Valid Code Points
The range of Unicode code points is
0x0 to
0x10FFFF. However, some values within this range are reserved and are not valid characters.
RWUCharTraits provides the static method
RWUCharTraits::isCharacter(), which returns
true if a given
RWUChar32 value is a valid Unicode character code point.
RWUCharTraits::isDefined() returns
true if a given value
RWUChar32 is defined as the code point for a named character in the Unicode Character Database. A defined character is assigned various properties under the Unicode Standard. These properties can be accessed using other methods provided by
RWUCharTraits, as described in the following sections.

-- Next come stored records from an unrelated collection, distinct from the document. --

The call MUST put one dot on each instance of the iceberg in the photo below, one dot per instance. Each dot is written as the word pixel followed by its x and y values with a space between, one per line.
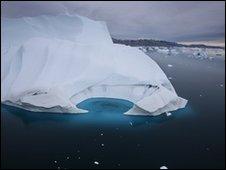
pixel 51 63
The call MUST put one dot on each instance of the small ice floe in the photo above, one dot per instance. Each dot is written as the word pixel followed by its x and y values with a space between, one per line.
pixel 168 114
pixel 163 167
pixel 95 162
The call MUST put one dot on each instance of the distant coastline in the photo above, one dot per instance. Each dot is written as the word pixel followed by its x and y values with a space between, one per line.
pixel 159 43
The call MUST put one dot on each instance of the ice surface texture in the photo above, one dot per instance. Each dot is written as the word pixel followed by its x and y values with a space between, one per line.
pixel 51 63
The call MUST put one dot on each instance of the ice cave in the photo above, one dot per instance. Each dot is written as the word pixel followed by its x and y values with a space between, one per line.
pixel 51 63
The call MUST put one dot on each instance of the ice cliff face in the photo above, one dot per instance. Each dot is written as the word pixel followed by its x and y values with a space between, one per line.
pixel 51 63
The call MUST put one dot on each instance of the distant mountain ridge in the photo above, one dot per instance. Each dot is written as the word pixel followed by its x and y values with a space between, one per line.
pixel 159 43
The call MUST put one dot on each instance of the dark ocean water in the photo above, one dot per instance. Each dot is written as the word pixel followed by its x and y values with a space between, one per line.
pixel 193 137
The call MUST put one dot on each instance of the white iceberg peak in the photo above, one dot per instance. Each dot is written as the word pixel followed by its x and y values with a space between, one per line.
pixel 51 63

RWUCharTraits::isCharacter()tests whether a code point is valid, and hence may be a defined character. RWUCharTraits::isDefined() tests whether a code point has already been defined.
Surrogate Pairs
In UTF-16, most Unicode characters can be represented with a single 16-bit code unit. Only characters in the range 0x10000 to 0x10FFFF must be represented with a
surrogate pair of two UTF-16 code units.
RWUCharTraits provides the static method
RWUCharTraits::requiresSurrogatePair(), which returns
true if a given
RWUChar32 code point requires a surrogate representation.
Similarly,
RWUCharTraits::isHighSurrogate() returns
true if a given
RWUChar16 code unit is the first, or high, code unit of a surrogate pair. A high surrogate has a value in the range
U+D800 to
U+DBFF. The function
RWUCharTraits::isLowSurrogate() returns
true if a given
RWUChar16 code unit is the second, or low, code unit of a surrogate pair. A low surrogate has a value in the range
U+DC00 to
U+DFFF. The method
RWUCharTraits::isSurrogate() returns
true if a given
RWUChar16 is a surrogate in the range
U+D800 to
U+DFFF. Surrogates are not characters themselves; they are reserved for use as the low or high code unit in a surrogate pair.
Finally,
RWUCharTraits::isSingle() returns
true if a given
RWUChar16 code unit corresponds to a single code point, or
false if the value is part of a surrogate pair.